Défense contre l'usage privé de la pornographie juvénile

De Le carnet de droit pénal
Cette page a été mise à jour ou révisée de manière substantielle pour la dernière fois janvier 2021. (Rev. # 15137)

Principes généraux

Voir également: Définition de la pornographie juvénile  et Défenses contre la pornographie juvénile
Exemption constitutionnelle

Il existe une exemption constitutionnelle pour la catégorie de documents destinés à un usage privé.[1] Il s'agit de :[2]

  1. Matériel expressif créé par l'accusé lui-même : c'est-à-dire tout matériel écrit ou représentation visuelle créé par l'accusé seul et détenu par lui seul, exclusivement pour son usage personnel ; ou
  2. Enregistrement privé d'une activité sexuelle légale : c'est-à-dire tout enregistrement visuel créé par l'accusé ou le représentant, à condition qu'il ne représente pas une activité sexuelle illégale et qu'il soit détenu par l'accusé exclusivement pour un usage privé.

Les seules personnes qui peuvent posséder des PC en vertu de l’exception d’usage privé sont le « créateur et les personnes qui y sont représentées ».[3]

L’interprétation de « l’usage privé » n’est pas une « ligne de démarcation claire » stricte et peut inclure la transmission de matériel à des fins de conservation.[4]

Charge de la preuve

Lorsque l’accusé soulève un « semblant de vraisemblance » à la défense, la Couronne a la charge de réfuter l’applicabilité de la défense hors de tout doute raisonnable.[5] Cela peut être démontré par la preuve que « les parties avaient l'intention d'utiliser le matériel pour l'usage privé de [la victime] ainsi que pour celui de [l'accusé], ce que l'on appelle parfois une réciprocité d'avantages.

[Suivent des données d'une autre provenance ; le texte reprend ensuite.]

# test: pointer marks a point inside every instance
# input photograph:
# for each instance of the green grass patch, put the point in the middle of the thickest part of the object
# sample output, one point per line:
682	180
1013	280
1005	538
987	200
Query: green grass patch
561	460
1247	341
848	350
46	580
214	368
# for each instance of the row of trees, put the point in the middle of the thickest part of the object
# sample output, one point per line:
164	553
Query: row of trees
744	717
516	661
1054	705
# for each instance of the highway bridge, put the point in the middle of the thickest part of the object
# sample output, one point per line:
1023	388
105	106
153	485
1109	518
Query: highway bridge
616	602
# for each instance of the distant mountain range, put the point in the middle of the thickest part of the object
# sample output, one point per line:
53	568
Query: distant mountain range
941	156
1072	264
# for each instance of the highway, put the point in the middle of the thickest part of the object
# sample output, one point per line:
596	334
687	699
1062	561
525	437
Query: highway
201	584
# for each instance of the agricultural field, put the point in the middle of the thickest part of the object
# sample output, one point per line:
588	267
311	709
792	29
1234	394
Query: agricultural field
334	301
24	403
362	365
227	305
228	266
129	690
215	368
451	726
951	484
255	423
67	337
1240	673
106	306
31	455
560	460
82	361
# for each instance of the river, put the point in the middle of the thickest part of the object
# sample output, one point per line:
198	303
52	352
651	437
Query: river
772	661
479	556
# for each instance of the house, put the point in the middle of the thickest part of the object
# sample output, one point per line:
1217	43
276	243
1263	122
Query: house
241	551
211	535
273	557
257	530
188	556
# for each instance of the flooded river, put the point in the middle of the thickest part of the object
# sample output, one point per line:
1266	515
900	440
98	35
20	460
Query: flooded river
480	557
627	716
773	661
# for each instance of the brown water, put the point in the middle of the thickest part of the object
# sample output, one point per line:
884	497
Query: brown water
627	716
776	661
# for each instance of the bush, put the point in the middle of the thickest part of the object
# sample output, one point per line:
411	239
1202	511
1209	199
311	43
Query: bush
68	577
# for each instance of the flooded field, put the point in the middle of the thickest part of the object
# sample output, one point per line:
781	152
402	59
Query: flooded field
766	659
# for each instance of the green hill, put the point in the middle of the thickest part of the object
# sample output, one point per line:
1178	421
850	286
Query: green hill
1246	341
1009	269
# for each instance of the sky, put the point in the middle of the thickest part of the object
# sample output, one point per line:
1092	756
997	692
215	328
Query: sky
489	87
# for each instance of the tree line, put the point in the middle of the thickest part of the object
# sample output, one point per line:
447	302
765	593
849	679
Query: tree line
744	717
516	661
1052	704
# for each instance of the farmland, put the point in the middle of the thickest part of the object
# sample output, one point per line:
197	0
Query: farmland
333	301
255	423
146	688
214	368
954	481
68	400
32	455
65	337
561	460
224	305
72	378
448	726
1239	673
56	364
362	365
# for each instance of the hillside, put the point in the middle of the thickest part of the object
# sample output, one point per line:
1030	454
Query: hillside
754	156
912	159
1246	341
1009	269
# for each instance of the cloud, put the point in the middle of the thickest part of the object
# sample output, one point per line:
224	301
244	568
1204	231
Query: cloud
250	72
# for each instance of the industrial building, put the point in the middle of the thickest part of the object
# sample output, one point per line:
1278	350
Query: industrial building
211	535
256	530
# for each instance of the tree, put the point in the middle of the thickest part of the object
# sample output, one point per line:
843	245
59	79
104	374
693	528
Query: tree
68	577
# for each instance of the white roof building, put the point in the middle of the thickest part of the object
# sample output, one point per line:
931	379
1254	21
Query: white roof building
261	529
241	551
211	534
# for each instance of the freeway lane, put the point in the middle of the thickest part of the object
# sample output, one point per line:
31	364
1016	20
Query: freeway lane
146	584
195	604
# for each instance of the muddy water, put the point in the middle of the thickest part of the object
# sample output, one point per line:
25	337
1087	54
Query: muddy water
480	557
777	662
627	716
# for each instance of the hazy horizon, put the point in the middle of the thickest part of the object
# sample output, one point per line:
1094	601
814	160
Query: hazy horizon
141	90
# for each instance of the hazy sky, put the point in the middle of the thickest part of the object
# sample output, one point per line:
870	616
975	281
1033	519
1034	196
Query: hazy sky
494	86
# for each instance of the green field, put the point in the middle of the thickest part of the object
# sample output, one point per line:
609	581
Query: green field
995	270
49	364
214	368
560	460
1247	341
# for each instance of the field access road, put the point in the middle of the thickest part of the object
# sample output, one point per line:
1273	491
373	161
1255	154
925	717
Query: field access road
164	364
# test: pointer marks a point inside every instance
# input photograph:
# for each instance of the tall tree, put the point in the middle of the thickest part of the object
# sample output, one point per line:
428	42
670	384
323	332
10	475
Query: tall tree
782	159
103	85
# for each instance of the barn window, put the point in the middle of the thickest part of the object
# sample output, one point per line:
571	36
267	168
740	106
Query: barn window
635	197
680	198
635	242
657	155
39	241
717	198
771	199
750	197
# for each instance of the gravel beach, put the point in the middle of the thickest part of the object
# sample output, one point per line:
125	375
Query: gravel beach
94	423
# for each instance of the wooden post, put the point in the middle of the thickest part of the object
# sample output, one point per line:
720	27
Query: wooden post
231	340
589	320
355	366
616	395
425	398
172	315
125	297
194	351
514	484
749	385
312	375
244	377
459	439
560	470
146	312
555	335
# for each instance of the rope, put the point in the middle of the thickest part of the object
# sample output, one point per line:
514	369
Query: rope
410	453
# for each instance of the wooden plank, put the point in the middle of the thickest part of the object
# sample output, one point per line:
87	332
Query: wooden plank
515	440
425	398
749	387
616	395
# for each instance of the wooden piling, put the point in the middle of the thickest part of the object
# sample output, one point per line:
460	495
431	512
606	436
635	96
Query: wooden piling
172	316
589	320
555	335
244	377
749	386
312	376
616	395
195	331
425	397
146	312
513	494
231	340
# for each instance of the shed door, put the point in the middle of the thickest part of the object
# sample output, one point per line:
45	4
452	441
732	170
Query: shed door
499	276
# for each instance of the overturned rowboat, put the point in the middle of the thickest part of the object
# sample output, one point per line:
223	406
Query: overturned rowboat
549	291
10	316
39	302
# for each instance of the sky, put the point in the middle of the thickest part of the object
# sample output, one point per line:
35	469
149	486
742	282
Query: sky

De plus, la preuve doit démontrer que le consentement [de la victime] a été obtenu dans des circonstances excluant son exploitation ou son abus. »[6]

Accusations applicables

Cette défense peut également s'appliquer à la distribution ainsi qu'à la possession.[7]

  1. R c Sharpe, 2001 SCC 2 (CanLII), [2001] 1 SCR 45, par McLachlin CJ, au para 75
  2. , ibid., au para 115
  3. , ibid., au para 116
  4. R c Dabrowski, 2007 ONCA 619 (CanLII), 226 CCC (3d) 536, par MacPherson JA
  5. , ibid., au para 116
    R c Cockell, 2013 ABCA 112 (CanLII), 299 CCC (3d) 221, per Bielby JA, aux paras 33 à 36
  6. , ibid., au para 36
  7. R c Keough (No. 1), 2011 ABQB 48 (CanLII), 267 CCC (3d) 193, per Manderscheid J, au para 282

Première exception

L'exception protège tout matériel visuel ou écrit créé par l'accusé et détenu pour son usage personnel.[1] Bien que l’on reconnaisse que la détention privée de ces documents peut alimenter les fantasmes et favoriser les distorsions, la valeur de l’expression l’emporte sur les dangers.[2]

Double usage

La possession de matériel à toute autre fin que l'usage privé ne sera pas protégée.[3] Le matériel doit être conservé dans une « stricte confidentialité » par la personne en possession.[4]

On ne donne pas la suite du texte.